My Brother’s House

My brother lives about 20 minutes from my house. Yet in that short distance it seems as though he lives three hours away as the setting is so different.

My house is in an old suburb about 20 minutes from the GPO. A standard block abutting three others. Main road is at the end of my street. There is always a quiet hum of traffic, even in the middle of the night. The train line is only one street behind us and trains go up and down from 5.00am in the morning until last one at about midnight. There is a Fire Station nearby and often there will be a wail of sirens to wake me up from a sleep. We are walking distance to everything. Somehow, despite the fact that we are so close to another person, we manage to live a fairly private life without too many neighbourly interruptions.

My brother, though just 20 minutes away, lives in an area where market gardens once prevailed. His block is about an acre in size as are all the blocks up his street, which is about 1km long I am sure. At the end of his street is a very busy road, however by the time you drive down to his house all evidence of traffic and suburban life just disappears. He lives there with his wife and two children in this semi-idyllic state. They have fruit trees. chickens, vegetable garden and lots of grass to run around on. Right down the back he has his “shed”. Shed is a polite way of saying “HUGE workshop”.

The Workshop. Well, I suppose it is every man’s dream. A giant work shed. When he first moved to the property it was a chicken shed on a big scale and there was a lot of work to do cleaning it out. Now it is a home away from home. He has a television and cane chairs down there and shares his solitude with black, fat and hairy spiders that sit on the rafters and look down at him. The place is full of timber, tools, paints and lacquers, work benches and anything else you can imagine. He makes furniture and windows and doors and all sorts of things that he needs for jobs. He gets lovely pieces of timber that are second hand and more beautiful than anything you could buy new with their lovely aged glow that comes through once the grey surface is sanded back and a coat of oil rubbed in. I suppose that this is where he escapes to when he needs peace and quiet.

At the rear of his block is a giant market garden. Huge hothouses with their thick plastic covering that ripples when the wind blows along the surface. Vast expanses of green vegetable or flower matter growing.

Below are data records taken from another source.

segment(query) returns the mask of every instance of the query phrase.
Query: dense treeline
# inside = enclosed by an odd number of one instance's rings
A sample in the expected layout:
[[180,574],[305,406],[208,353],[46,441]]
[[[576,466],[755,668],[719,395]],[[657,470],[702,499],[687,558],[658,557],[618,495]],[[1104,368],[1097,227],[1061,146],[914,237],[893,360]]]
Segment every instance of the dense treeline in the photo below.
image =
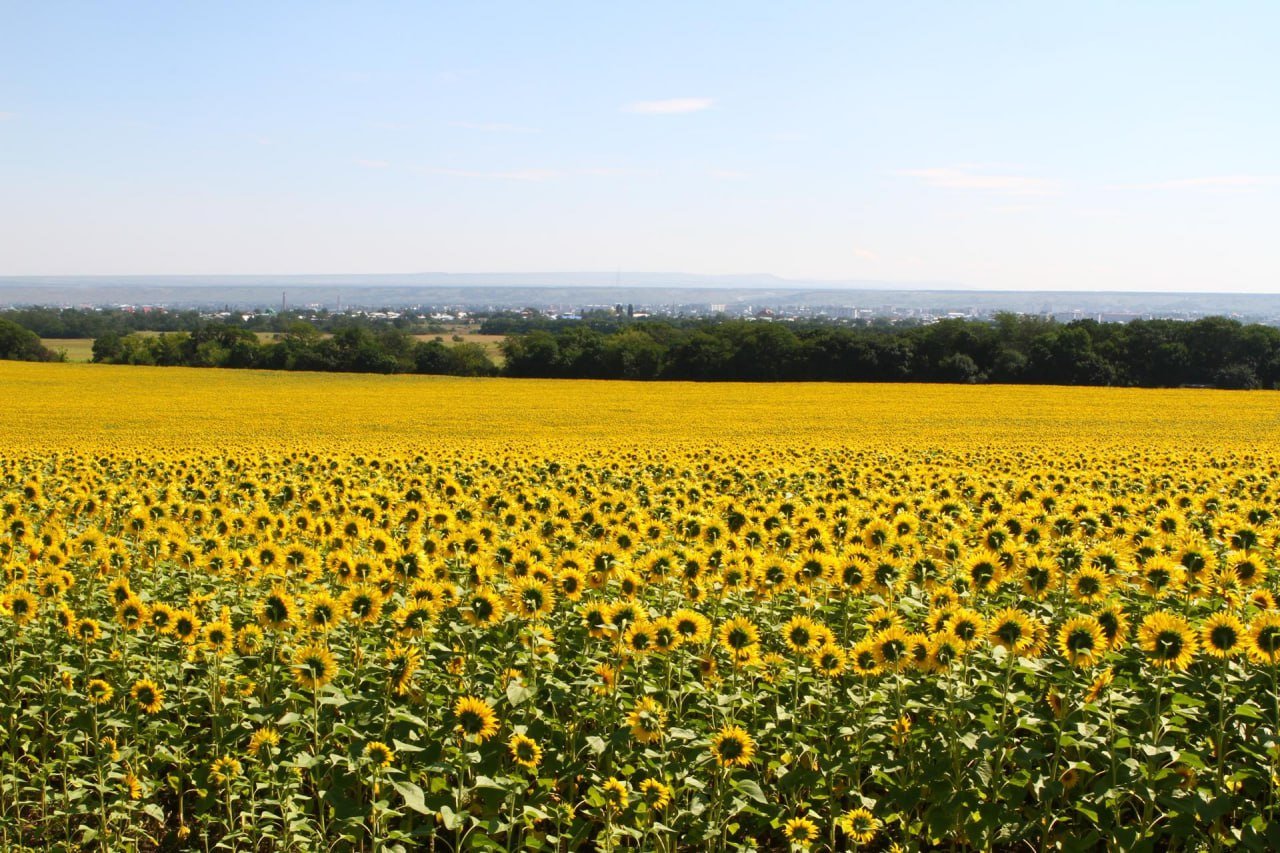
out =
[[999,315],[910,328],[764,322],[536,330],[503,343],[510,376],[1280,387],[1280,329],[1210,317],[1104,324]]
[[47,349],[35,332],[0,319],[0,358],[14,361],[57,361],[58,355]]
[[[537,326],[503,342],[501,370],[478,344],[418,341],[391,324],[326,334],[296,320],[272,341],[208,322],[158,335],[107,332],[93,354],[114,364],[458,376],[1280,388],[1280,329],[1222,317],[1061,324],[1005,314],[905,327],[614,318]],[[30,331],[0,320],[0,357],[55,356]]]
[[447,346],[418,341],[395,328],[350,326],[323,335],[295,323],[274,341],[235,326],[212,324],[193,332],[107,334],[93,343],[93,360],[162,367],[256,367],[338,373],[440,373],[492,376],[497,367],[479,344]]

The fence is all but fallen down and thick t-trees and other gnarly and twisted vegetation have created a natural type of fence – perhaps an Australian version of the English hedgerow. Diagonally across the road from him some people have sheep and further up the road someone has a cow in their front yard. The neighbour on one side grows gerbera’s for the florist industry. The neighbour’s house is very old, Victorian and has featured in the odd movie. To mow my brother’s lawn with a ride on mower takes about two hours.

The other day I went there and waited for him for about 15 minutes. In that time I walked down the backyard to the chicken shed where the hens clucked my arrival and watched me peer in at them. I then walked up to the front of the house and stood looking up and down the empty road in front. It was completely devoid of any human noise. I could hear the silence of nature. Birds, insects, sheep and the wind in the trees. The ringing sound of sun drugged crickets and the crunch of dry grass and twigs as I walked back and forth looking at the dry ground littered with gum leaves. It was so hot and so quiet I felt as though I were only a child visiting my parents friends in Dookie where that same peaceful atmosphere was everywhere.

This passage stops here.